The following table presents the manufacturer's suggested retail price (in $1000s) for base models and styles of BMW automobiles. Round the data to the nearest whole number (round .5 up) and construct a stem-and-leaf plot, using the numbers 3 through 14 as the stems. Do not separate the answers with a comma.

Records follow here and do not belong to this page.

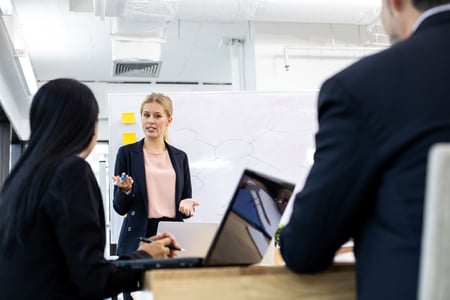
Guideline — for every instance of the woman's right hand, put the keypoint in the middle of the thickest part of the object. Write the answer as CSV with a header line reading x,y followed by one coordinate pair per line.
x,y
124,182
161,245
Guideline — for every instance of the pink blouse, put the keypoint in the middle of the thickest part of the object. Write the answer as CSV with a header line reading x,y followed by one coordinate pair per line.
x,y
160,180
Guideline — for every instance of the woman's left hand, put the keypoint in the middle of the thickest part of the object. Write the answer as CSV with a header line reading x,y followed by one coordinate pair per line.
x,y
187,206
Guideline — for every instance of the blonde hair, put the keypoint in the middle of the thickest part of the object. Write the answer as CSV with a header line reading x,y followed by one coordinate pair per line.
x,y
164,101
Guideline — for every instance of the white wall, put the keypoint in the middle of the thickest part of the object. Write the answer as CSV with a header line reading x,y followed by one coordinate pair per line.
x,y
307,68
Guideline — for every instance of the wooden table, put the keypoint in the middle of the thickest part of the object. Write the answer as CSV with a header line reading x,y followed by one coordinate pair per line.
x,y
253,282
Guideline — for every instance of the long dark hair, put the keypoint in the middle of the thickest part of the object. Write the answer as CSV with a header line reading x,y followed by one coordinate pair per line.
x,y
63,115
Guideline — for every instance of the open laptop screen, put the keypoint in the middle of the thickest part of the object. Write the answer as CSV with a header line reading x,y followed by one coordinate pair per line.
x,y
250,221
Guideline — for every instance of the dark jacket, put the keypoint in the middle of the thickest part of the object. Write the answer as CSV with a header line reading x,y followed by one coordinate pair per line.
x,y
130,159
62,254
377,121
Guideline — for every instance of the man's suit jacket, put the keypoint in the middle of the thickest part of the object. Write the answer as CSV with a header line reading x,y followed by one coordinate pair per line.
x,y
377,121
130,159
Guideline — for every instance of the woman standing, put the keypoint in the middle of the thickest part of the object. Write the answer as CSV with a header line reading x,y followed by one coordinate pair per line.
x,y
152,181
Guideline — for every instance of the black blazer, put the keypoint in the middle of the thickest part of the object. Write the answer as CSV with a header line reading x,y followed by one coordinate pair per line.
x,y
62,254
130,159
377,121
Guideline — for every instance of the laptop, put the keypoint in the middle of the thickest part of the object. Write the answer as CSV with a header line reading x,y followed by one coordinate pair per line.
x,y
245,232
196,238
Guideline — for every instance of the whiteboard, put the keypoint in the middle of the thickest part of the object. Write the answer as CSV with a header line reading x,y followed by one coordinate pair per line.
x,y
223,133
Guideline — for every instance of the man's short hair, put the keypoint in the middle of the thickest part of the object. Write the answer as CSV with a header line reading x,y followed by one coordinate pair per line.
x,y
426,4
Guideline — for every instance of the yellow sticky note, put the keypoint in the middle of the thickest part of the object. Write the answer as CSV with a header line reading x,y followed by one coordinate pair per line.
x,y
128,118
128,138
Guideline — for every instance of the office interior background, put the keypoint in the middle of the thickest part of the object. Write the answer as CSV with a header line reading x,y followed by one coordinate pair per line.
x,y
141,46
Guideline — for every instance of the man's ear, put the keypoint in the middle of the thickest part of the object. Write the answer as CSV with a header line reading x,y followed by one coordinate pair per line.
x,y
398,5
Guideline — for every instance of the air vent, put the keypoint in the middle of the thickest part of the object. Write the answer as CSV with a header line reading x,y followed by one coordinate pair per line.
x,y
140,68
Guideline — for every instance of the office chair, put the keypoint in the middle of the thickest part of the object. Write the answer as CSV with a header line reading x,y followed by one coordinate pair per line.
x,y
434,274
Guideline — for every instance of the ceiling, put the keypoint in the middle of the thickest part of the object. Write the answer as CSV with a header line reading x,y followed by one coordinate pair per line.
x,y
73,37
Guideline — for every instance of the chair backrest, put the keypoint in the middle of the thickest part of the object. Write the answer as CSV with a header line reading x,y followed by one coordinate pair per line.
x,y
434,275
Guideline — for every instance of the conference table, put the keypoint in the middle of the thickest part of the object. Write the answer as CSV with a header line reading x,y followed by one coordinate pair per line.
x,y
271,282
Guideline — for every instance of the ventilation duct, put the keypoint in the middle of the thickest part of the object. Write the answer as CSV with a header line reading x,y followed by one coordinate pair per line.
x,y
136,57
136,68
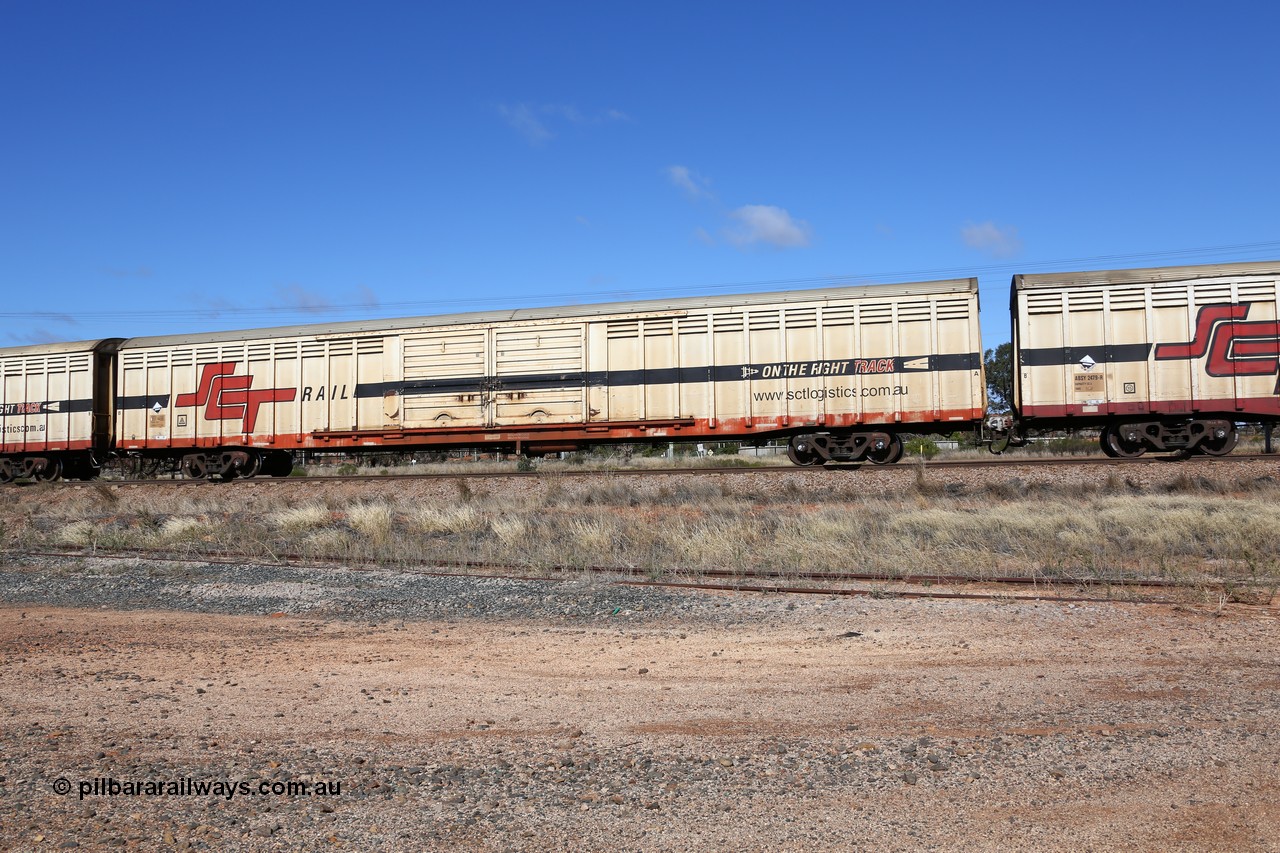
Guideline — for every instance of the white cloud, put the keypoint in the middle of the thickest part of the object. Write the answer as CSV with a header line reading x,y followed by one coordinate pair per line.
x,y
991,238
767,224
524,119
693,183
534,121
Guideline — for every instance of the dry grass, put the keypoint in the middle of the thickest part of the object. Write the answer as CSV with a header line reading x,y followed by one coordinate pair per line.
x,y
1192,529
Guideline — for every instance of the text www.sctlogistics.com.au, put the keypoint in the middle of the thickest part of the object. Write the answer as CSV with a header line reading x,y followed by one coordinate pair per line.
x,y
830,393
188,787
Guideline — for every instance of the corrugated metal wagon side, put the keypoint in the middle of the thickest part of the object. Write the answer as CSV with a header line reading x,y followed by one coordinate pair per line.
x,y
1160,359
55,410
844,370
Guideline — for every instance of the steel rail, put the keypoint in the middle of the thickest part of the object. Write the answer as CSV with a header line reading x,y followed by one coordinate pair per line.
x,y
730,579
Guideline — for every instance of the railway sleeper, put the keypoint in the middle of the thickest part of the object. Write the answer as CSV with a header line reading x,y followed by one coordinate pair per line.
x,y
819,448
1212,437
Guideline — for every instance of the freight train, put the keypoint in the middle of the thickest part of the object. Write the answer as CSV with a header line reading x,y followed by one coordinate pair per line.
x,y
1164,359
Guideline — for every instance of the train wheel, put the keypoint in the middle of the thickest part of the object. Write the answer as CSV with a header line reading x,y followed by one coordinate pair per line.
x,y
800,452
195,468
51,470
1115,446
252,466
1220,446
278,464
890,454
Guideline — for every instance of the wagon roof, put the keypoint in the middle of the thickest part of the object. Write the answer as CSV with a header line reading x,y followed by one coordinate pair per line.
x,y
60,349
1143,276
590,310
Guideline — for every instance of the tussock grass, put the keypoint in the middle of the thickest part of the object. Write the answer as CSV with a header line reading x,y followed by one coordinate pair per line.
x,y
1193,528
300,519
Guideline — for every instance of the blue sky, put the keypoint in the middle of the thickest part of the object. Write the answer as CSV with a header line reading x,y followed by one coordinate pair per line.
x,y
173,167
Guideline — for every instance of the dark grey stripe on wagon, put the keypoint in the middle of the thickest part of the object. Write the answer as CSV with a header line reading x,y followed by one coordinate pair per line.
x,y
1114,354
766,372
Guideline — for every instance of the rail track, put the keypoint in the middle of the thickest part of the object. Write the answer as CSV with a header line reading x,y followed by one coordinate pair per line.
x,y
995,463
1124,589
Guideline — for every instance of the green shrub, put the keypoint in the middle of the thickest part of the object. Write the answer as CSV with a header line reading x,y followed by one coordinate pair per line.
x,y
919,446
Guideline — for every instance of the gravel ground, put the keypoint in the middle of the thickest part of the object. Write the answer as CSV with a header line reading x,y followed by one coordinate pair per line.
x,y
499,715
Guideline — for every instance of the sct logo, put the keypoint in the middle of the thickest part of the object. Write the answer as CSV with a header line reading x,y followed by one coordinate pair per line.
x,y
229,397
1234,349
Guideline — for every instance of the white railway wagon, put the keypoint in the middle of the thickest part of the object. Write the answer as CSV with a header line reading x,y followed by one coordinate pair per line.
x,y
841,370
55,409
1160,359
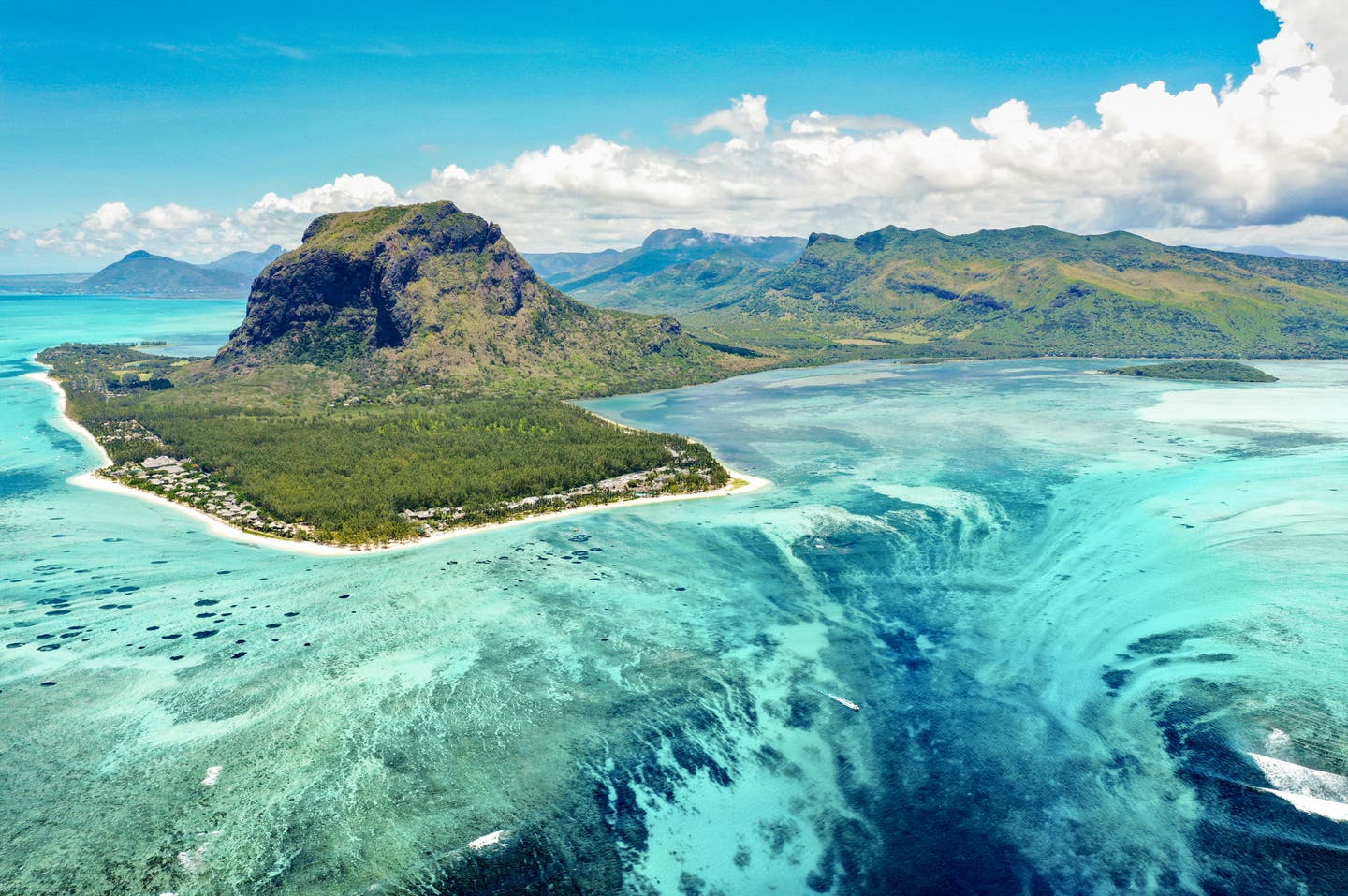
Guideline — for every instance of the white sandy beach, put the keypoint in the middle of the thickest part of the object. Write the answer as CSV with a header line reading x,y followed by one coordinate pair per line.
x,y
740,484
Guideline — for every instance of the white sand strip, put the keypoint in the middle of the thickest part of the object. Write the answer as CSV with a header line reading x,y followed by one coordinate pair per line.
x,y
739,484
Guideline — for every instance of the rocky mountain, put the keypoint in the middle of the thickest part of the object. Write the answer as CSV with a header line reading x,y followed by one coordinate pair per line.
x,y
596,276
435,295
1023,291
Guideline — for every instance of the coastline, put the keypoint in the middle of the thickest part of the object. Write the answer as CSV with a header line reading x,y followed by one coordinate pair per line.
x,y
740,484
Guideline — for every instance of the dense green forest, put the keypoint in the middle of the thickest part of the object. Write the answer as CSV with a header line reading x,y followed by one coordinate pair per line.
x,y
349,472
1204,371
1001,294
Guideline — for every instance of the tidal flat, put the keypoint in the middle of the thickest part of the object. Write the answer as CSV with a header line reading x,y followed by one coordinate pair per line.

If there are no leaves, select the "None" button.

59.8
86.2
89.8
108.4
73.6
44
47.4
74.9
43.3
90.5
64.2
86.8
56.7
93.5
96.7
32.5
70.4
77.6
44.1
68.8
62.7
38.6
30.8
90.2
55.2
93.7
57.7
39.3
140.7
80.6

1 answer

To construct a stem-and-leaf plot, we first need to round each value in the list to the nearest whole number and organize them based on their leading digits (stems).

Here are the prices rounded to the nearest whole number:

  • 59.8 → 60
  • 86.2 → 86
  • 89.8 → 90
  • 108.4 → 108
  • 73.6 → 74
  • 44 → 44
  • 47.4 → 47
  • 74.9 → 75
  • 43.3 → 43
  • 90.5 → 91
  • 64.2 → 64
  • 86.8 → 87
  • 56.7 → 57
  • 93.5 → 94
  • 96.7 → 97
  • 32.5 → 33
  • 70.4 → 70
  • 77.6 → 78
  • 44.1 → 44
  • 68.8 → 69
  • 62.7 → 63
  • 38.6 → 39
  • 30.8 → 31
  • 90.2 → 90
  • 55.2 → 55
  • 93.7 → 94
  • 57.7 → 58
  • 39.3 → 39
  • 140.7 → 141
  • 80.6 → 81

Next, we separate the data into stems (the leading digit or digits) and leaves (the trailing digit).

Here are the rounded values organized by the stems (rounding by tens):

  • 30 | 1 3
  • 40 | 4 4 7
  • 50 | 5 5 7
  • 60 | 2 3 4 8
  • 70 | 0 4 7
  • 80 | 1 6
  • 90 | 0 0 1 3 4 7
  • 100 | 8
  • 140 | 1

Now, we can construct the stem-and-leaf plot:

Stem | Leaf
-----------
  30 | 1 3
  40 | 4 4 7
  50 | 5 5 7
  60 | 2 3 4 8
  70 | 0 4 7
  80 | 1 6
  90 | 0 0 1 3 4 7
  100 | 8
  140 | 1

This plot shows the distribution of the manufacturer's suggested retail prices for the BMW automobiles in a clear format.